“Trânsito é a ‘arma’ que mais mata pessoas na cidade”

O promotor José Vieira da Costa Neto já realizou três júris de casos envolvendo mortes no trânsito. Em todos, conseguiu a condenação dos acusados.

Em julho deste ano, a Justiça de Votuporanga condenou Devanir Aparecido Galvani a nove anos de reclusão, em regime inicial fechado. Por dirigir embriagado, serão seis meses de detenção em regime inicial aberto, além de indenizar à família da vítima em R$ 100 mil, e R$ 50 mil às demais vítimas, cada um. 
Ele foi considerado culpado pela morte de Aline Costa da Silva, 12 anos, e por cinco tentativas de homicídio contra demais familiares que estavam no mesmo veículo. 
O acidente aconteceu em 12 de julho de 2009, às 18h20, na vicinal Antônio Pimentel, que liga à rodovia Euclides da Cunha (SP-320), em Valentim Gentil. 
Aline estava em um carro com a família que capotou e colidiu com árvores. O Ministério Público sustentou a acusação de que Galvani estava sob o efeito de álcool, agindo com dolo direto ou eventual, assumindo o risco de dirigir um automóvel. 
Neto contou que durante sua experiência nos tribunais, este foi um dos júris mais emocionantes em sua carreira, uma vez que estava envolvido no processo desde o fato. 
O promotor destacou que todos devem estar atentos no trânsito, pois muitos estão morrendo ou tirando a vida do semelhante. “Existem várias armas para se matar, mas o trânsito é o que está mais tirando a vida das pessoas”, disse.
Sobre o júri em questão, ao pedir a condenação para os jurados, disse que quem sairia ganhando seria a sociedade como um todo. “E que atitudes como estas sejam copiadas pelos demais promotores, porque é doloso sim.
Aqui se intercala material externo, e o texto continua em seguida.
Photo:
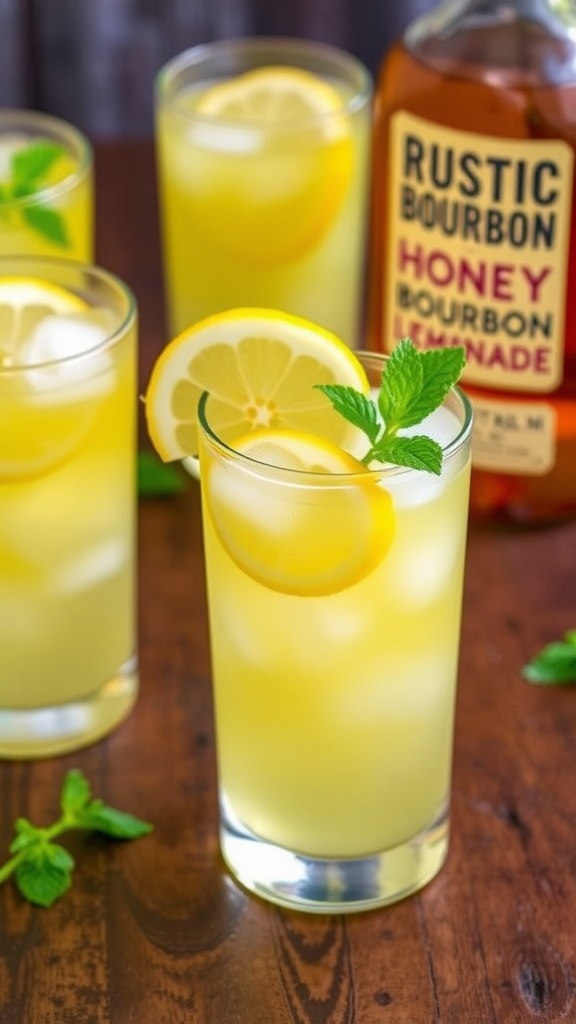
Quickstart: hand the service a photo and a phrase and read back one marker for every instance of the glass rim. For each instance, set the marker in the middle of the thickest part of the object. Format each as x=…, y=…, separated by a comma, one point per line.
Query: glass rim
x=76, y=142
x=287, y=47
x=29, y=265
x=449, y=451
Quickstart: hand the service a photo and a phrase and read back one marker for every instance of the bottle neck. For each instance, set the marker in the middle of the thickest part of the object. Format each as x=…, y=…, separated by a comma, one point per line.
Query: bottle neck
x=527, y=38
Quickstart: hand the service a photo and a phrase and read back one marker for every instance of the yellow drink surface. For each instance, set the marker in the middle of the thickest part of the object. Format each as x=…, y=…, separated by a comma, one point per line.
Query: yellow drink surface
x=335, y=713
x=67, y=192
x=67, y=479
x=253, y=217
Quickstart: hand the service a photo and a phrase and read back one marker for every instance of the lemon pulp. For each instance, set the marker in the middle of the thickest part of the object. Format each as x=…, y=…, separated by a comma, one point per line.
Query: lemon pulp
x=286, y=166
x=260, y=368
x=295, y=532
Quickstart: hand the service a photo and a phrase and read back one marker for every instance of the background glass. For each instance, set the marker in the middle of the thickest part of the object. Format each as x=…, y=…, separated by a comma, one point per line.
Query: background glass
x=46, y=197
x=67, y=519
x=334, y=713
x=263, y=215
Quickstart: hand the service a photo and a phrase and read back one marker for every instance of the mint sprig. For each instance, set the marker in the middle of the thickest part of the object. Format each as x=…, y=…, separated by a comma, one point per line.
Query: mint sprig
x=413, y=385
x=42, y=868
x=29, y=169
x=158, y=479
x=554, y=665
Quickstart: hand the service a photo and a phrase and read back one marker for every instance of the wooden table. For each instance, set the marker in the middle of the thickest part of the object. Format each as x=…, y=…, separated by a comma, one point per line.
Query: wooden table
x=156, y=932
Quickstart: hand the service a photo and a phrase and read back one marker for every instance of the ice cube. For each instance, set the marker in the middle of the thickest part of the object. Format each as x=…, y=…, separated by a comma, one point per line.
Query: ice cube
x=66, y=351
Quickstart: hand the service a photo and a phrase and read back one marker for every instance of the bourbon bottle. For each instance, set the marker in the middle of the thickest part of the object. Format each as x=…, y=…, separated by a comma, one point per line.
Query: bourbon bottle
x=474, y=233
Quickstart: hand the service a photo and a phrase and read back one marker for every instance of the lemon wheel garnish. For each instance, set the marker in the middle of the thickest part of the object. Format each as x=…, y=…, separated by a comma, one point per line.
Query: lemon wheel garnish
x=35, y=435
x=272, y=196
x=302, y=536
x=260, y=368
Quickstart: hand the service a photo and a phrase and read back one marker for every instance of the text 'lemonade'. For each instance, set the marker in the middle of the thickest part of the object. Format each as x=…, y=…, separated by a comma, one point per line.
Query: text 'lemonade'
x=46, y=186
x=262, y=181
x=334, y=598
x=67, y=505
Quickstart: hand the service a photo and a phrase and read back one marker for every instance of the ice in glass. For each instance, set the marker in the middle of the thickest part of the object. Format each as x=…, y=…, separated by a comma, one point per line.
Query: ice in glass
x=68, y=349
x=262, y=150
x=334, y=605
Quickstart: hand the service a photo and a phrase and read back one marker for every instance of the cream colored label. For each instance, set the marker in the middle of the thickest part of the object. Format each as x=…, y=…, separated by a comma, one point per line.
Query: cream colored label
x=478, y=250
x=513, y=436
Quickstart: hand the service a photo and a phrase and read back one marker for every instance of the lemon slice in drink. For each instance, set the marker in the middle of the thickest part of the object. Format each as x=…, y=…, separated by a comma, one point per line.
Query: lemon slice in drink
x=24, y=302
x=260, y=367
x=274, y=165
x=313, y=540
x=35, y=434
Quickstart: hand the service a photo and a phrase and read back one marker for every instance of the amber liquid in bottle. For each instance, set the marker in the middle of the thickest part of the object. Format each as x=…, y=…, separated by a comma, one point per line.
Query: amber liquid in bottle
x=449, y=82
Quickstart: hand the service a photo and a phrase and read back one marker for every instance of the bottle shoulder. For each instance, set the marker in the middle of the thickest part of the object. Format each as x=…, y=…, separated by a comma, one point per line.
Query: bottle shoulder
x=520, y=44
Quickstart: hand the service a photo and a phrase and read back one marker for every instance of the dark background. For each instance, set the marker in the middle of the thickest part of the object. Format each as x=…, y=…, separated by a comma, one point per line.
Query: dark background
x=93, y=61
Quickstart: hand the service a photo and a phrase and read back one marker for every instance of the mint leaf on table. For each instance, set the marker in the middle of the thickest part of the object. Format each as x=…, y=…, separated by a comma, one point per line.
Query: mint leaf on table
x=413, y=385
x=554, y=665
x=158, y=479
x=42, y=868
x=29, y=168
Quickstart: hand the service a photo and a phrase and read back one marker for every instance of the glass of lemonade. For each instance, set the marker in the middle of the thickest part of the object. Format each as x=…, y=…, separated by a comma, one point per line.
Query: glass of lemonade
x=334, y=693
x=46, y=186
x=262, y=156
x=68, y=381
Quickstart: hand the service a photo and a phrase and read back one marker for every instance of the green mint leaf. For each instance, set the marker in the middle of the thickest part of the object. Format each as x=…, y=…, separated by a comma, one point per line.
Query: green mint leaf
x=119, y=824
x=41, y=867
x=75, y=793
x=355, y=407
x=413, y=385
x=442, y=368
x=414, y=453
x=158, y=479
x=49, y=223
x=402, y=384
x=554, y=665
x=27, y=836
x=32, y=164
x=45, y=873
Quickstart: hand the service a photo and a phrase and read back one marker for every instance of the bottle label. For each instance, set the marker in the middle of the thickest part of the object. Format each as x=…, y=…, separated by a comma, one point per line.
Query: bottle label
x=513, y=436
x=478, y=250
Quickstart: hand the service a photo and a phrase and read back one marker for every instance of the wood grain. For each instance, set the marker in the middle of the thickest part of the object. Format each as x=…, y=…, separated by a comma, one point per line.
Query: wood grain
x=155, y=931
x=93, y=61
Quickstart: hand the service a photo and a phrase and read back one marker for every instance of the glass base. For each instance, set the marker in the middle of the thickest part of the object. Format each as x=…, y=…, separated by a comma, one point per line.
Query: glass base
x=42, y=732
x=331, y=886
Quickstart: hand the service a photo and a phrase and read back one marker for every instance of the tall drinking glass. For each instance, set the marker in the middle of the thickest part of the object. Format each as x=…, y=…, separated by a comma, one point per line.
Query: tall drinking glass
x=334, y=667
x=46, y=186
x=68, y=373
x=262, y=156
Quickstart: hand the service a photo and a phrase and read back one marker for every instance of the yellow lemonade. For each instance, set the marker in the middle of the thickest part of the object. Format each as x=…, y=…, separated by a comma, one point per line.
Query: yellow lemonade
x=46, y=187
x=67, y=508
x=262, y=199
x=334, y=712
x=334, y=504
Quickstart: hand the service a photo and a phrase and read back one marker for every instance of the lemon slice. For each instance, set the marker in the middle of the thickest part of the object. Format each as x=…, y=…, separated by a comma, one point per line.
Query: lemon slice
x=37, y=431
x=260, y=367
x=26, y=301
x=309, y=537
x=272, y=193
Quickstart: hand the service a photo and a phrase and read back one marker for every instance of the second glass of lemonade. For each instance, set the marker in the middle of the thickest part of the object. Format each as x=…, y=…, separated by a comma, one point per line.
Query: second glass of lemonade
x=262, y=154
x=334, y=630
x=46, y=186
x=68, y=376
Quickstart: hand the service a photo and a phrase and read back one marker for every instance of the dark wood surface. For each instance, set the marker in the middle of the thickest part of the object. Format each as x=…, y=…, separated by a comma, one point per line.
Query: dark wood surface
x=93, y=61
x=155, y=932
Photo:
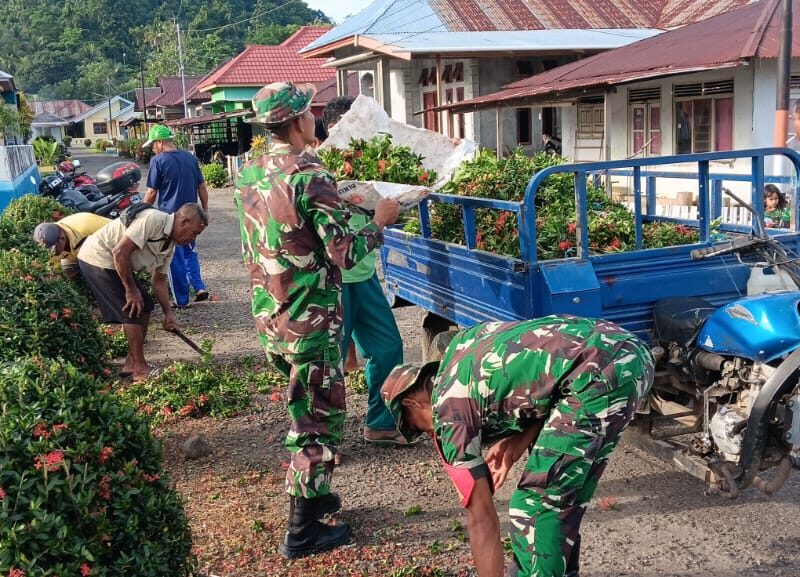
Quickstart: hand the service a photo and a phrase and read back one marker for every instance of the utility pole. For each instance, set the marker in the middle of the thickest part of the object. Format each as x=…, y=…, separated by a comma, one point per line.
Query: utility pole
x=144, y=94
x=110, y=134
x=180, y=63
x=784, y=71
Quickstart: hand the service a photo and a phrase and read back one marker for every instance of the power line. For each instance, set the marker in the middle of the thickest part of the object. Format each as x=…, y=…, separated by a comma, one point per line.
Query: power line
x=246, y=19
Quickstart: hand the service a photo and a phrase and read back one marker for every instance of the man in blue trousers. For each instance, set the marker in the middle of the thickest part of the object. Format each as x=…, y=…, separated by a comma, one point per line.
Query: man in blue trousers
x=175, y=178
x=369, y=321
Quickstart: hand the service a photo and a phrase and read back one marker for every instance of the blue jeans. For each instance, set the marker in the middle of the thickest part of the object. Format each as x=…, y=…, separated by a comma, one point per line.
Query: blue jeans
x=185, y=271
x=369, y=321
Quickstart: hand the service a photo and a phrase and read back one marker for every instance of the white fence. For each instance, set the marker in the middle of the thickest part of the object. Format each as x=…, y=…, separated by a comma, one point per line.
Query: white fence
x=730, y=214
x=14, y=161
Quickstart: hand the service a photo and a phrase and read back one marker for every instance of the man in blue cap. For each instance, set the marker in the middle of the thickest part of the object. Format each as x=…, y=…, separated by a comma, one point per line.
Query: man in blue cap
x=175, y=178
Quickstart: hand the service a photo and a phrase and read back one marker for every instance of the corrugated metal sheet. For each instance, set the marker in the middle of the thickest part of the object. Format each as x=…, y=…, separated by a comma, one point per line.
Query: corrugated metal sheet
x=482, y=15
x=412, y=17
x=260, y=65
x=385, y=17
x=726, y=40
x=304, y=36
x=66, y=109
x=520, y=41
x=151, y=94
x=172, y=90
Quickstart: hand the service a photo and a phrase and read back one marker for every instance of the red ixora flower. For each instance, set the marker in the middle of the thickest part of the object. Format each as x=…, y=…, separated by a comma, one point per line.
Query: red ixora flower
x=105, y=454
x=40, y=430
x=51, y=461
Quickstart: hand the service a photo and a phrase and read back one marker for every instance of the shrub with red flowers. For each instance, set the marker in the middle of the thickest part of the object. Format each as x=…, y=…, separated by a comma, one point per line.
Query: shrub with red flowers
x=191, y=390
x=82, y=487
x=610, y=224
x=43, y=312
x=377, y=159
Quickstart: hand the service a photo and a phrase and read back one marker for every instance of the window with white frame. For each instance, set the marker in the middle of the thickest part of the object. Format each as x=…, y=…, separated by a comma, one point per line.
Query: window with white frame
x=453, y=90
x=703, y=116
x=644, y=109
x=591, y=119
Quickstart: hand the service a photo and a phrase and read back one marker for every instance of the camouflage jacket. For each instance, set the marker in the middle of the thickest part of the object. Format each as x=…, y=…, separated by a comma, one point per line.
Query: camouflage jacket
x=295, y=239
x=497, y=378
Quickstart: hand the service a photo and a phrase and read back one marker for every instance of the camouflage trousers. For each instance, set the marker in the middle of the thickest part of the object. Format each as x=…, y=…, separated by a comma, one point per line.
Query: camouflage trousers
x=316, y=402
x=569, y=456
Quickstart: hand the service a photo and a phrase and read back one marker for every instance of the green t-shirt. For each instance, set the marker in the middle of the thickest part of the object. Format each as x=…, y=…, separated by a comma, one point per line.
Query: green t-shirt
x=366, y=266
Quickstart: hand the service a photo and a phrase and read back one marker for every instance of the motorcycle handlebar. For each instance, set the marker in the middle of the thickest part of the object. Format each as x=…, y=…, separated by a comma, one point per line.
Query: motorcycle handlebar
x=721, y=248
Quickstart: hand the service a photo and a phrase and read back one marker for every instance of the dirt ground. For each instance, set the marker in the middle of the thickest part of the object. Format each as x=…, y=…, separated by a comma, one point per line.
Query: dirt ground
x=647, y=519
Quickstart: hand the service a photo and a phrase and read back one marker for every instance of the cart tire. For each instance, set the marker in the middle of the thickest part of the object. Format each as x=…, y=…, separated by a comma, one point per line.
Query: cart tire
x=433, y=347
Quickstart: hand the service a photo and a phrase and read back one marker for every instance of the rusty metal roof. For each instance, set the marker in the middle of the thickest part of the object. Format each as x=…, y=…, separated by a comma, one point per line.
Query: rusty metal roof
x=723, y=41
x=259, y=65
x=66, y=109
x=411, y=17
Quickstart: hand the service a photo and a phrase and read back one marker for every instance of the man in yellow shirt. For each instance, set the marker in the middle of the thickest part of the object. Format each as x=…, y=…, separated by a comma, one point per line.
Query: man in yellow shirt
x=65, y=237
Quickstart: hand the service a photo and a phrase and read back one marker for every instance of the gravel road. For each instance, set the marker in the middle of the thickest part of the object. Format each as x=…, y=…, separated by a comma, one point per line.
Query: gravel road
x=647, y=519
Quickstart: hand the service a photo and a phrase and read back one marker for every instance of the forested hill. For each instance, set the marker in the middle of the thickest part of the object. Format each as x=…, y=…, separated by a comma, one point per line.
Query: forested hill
x=89, y=48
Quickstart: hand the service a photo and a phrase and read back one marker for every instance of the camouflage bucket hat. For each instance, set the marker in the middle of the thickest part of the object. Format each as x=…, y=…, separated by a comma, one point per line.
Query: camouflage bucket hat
x=279, y=102
x=396, y=386
x=158, y=132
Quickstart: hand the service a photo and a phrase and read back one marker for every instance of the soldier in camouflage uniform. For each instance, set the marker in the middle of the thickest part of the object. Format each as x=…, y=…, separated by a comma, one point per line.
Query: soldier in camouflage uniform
x=563, y=387
x=295, y=239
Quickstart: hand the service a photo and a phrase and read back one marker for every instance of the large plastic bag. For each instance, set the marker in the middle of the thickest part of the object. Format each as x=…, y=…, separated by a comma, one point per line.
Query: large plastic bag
x=365, y=119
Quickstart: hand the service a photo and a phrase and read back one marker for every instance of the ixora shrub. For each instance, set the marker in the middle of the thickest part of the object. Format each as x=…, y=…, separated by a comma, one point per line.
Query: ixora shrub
x=42, y=312
x=215, y=175
x=22, y=215
x=200, y=389
x=82, y=489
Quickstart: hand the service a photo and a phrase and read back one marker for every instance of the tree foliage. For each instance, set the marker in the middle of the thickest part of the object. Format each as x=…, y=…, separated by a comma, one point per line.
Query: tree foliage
x=89, y=48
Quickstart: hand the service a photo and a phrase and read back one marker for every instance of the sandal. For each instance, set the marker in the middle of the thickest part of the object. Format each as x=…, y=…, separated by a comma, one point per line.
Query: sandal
x=396, y=440
x=152, y=374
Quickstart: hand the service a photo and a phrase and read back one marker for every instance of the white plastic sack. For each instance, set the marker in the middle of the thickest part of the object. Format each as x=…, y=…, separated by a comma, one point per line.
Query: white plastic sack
x=365, y=119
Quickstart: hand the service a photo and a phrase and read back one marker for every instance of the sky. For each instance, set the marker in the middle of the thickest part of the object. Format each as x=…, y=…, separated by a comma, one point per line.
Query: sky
x=338, y=10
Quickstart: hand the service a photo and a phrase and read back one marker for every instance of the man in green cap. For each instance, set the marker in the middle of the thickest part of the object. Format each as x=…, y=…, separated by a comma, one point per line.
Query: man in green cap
x=174, y=179
x=296, y=239
x=563, y=388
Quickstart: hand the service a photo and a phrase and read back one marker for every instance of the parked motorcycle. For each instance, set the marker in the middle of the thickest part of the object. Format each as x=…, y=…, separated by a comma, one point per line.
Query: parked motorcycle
x=551, y=145
x=91, y=197
x=114, y=178
x=729, y=377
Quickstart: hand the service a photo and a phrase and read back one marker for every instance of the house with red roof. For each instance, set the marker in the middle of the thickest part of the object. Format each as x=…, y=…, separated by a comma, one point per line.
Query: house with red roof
x=707, y=86
x=233, y=85
x=417, y=58
x=231, y=88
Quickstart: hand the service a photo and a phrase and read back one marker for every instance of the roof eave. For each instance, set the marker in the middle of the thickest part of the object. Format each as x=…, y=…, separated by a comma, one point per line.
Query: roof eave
x=532, y=97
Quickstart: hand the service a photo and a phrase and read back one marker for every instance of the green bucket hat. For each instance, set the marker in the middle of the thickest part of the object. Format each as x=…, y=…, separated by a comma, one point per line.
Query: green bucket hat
x=279, y=102
x=397, y=385
x=158, y=132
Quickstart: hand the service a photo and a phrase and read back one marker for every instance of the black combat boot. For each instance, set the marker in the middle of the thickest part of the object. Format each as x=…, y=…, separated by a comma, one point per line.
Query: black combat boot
x=574, y=565
x=306, y=534
x=327, y=504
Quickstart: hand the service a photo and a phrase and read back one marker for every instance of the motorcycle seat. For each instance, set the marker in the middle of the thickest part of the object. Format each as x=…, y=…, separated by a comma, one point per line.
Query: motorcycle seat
x=678, y=320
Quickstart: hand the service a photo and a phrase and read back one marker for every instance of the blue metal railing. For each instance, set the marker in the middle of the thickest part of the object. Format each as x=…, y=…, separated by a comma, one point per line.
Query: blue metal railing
x=709, y=194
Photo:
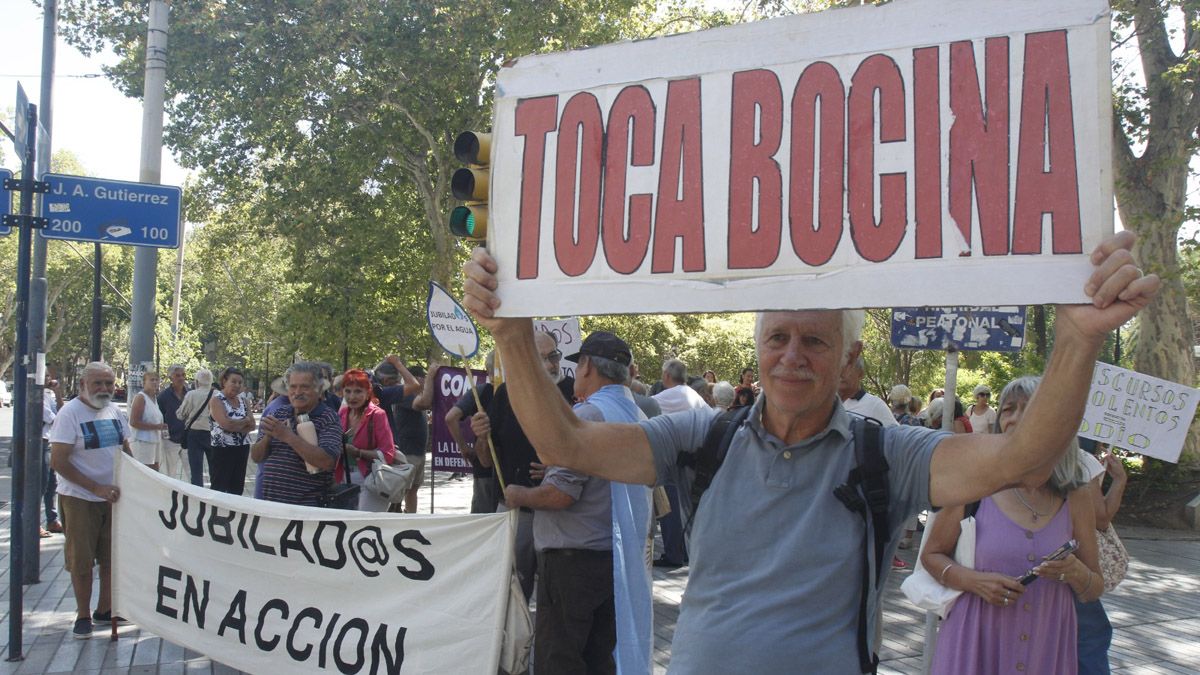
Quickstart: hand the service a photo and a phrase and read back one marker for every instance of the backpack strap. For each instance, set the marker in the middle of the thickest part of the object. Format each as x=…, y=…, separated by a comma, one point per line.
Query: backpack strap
x=865, y=493
x=708, y=458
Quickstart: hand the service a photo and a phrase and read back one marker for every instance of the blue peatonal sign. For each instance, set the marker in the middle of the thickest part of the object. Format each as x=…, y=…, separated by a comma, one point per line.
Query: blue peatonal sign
x=983, y=329
x=5, y=201
x=112, y=211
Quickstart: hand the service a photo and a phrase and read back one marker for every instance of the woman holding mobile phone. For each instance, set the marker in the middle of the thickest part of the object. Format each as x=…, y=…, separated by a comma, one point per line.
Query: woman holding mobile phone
x=999, y=625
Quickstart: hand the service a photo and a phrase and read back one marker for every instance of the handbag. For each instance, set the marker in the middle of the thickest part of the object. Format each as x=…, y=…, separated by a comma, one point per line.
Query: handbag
x=927, y=592
x=187, y=426
x=1114, y=557
x=341, y=495
x=388, y=482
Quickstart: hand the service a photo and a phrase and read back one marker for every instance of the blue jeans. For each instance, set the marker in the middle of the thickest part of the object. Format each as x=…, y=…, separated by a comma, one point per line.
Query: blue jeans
x=197, y=451
x=1095, y=637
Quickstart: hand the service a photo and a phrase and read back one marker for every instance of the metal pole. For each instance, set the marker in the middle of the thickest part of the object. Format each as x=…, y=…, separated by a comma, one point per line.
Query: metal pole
x=948, y=399
x=145, y=258
x=35, y=472
x=21, y=392
x=97, y=302
x=179, y=282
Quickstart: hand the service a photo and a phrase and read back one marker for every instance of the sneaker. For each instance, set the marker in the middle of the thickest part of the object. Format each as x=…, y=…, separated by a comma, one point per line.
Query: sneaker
x=107, y=617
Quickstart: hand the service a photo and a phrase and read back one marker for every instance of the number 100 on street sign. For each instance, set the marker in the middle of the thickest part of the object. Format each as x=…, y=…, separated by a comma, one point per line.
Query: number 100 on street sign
x=112, y=211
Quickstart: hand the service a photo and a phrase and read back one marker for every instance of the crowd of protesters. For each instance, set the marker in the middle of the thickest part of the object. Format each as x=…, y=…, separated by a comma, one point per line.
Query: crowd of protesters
x=321, y=437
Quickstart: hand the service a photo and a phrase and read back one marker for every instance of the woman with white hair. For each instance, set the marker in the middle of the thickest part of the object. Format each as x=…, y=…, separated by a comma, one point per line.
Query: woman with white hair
x=193, y=412
x=147, y=420
x=1000, y=623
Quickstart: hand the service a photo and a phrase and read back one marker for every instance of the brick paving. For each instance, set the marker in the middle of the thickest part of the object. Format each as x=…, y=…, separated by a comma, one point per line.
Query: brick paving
x=1156, y=611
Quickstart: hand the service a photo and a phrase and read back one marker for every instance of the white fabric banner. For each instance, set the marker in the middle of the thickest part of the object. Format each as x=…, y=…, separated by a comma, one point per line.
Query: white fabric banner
x=270, y=587
x=1138, y=412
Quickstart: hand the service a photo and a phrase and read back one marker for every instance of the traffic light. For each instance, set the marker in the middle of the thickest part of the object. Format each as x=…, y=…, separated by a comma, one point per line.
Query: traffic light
x=469, y=184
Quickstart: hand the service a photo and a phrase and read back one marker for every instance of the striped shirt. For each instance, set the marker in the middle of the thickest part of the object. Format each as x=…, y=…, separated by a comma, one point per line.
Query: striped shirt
x=285, y=476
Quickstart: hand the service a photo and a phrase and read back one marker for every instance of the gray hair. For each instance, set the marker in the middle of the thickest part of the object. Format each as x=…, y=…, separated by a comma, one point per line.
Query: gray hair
x=312, y=368
x=1069, y=473
x=97, y=366
x=609, y=369
x=676, y=370
x=204, y=377
x=852, y=322
x=724, y=393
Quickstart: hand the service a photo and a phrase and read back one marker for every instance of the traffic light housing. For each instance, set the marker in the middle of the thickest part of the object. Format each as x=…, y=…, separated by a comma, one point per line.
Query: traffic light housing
x=469, y=184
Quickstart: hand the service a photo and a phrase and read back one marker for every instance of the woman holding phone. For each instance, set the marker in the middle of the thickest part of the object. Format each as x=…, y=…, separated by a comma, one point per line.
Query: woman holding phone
x=1000, y=625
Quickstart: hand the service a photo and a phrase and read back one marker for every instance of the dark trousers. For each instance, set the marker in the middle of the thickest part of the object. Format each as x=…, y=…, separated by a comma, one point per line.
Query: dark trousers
x=1095, y=637
x=227, y=469
x=671, y=525
x=575, y=629
x=49, y=484
x=198, y=447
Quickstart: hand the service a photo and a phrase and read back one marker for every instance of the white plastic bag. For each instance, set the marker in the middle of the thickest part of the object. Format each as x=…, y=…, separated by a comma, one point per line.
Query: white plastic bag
x=922, y=589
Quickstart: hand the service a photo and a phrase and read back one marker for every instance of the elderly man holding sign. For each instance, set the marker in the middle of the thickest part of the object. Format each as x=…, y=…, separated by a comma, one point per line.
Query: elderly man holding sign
x=777, y=559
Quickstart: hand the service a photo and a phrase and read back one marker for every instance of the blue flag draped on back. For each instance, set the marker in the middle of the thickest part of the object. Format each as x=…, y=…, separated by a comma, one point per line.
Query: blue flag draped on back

A cada dia acontece muitas coisas. As pessoas não se intimidam e cometem mais crimes. Este júri é uma resposta á sociedade de que tem que ser criado algo”, disse.

Júris envolvendo vítimas de acidente de trânsito

Em 2007, Oscar Rodrigues da Silva foi condenado por ter atropelado e matado o policial rodoviário Carlos Magno do Carmo, em setembro de 2006, enquanto a vítima trabalhava na rodovia Euclides da Cunha (SP-320). Aires Moreira da Silva Júnior foi condenado a oito anos de prisão em regime semi-aberto em março de 2009, por ter matado Laerte Domingos de Moraes e Guilherme Reis de Moraes, respectivamente pai e filho, em junho de 2005, na mesma rodovia.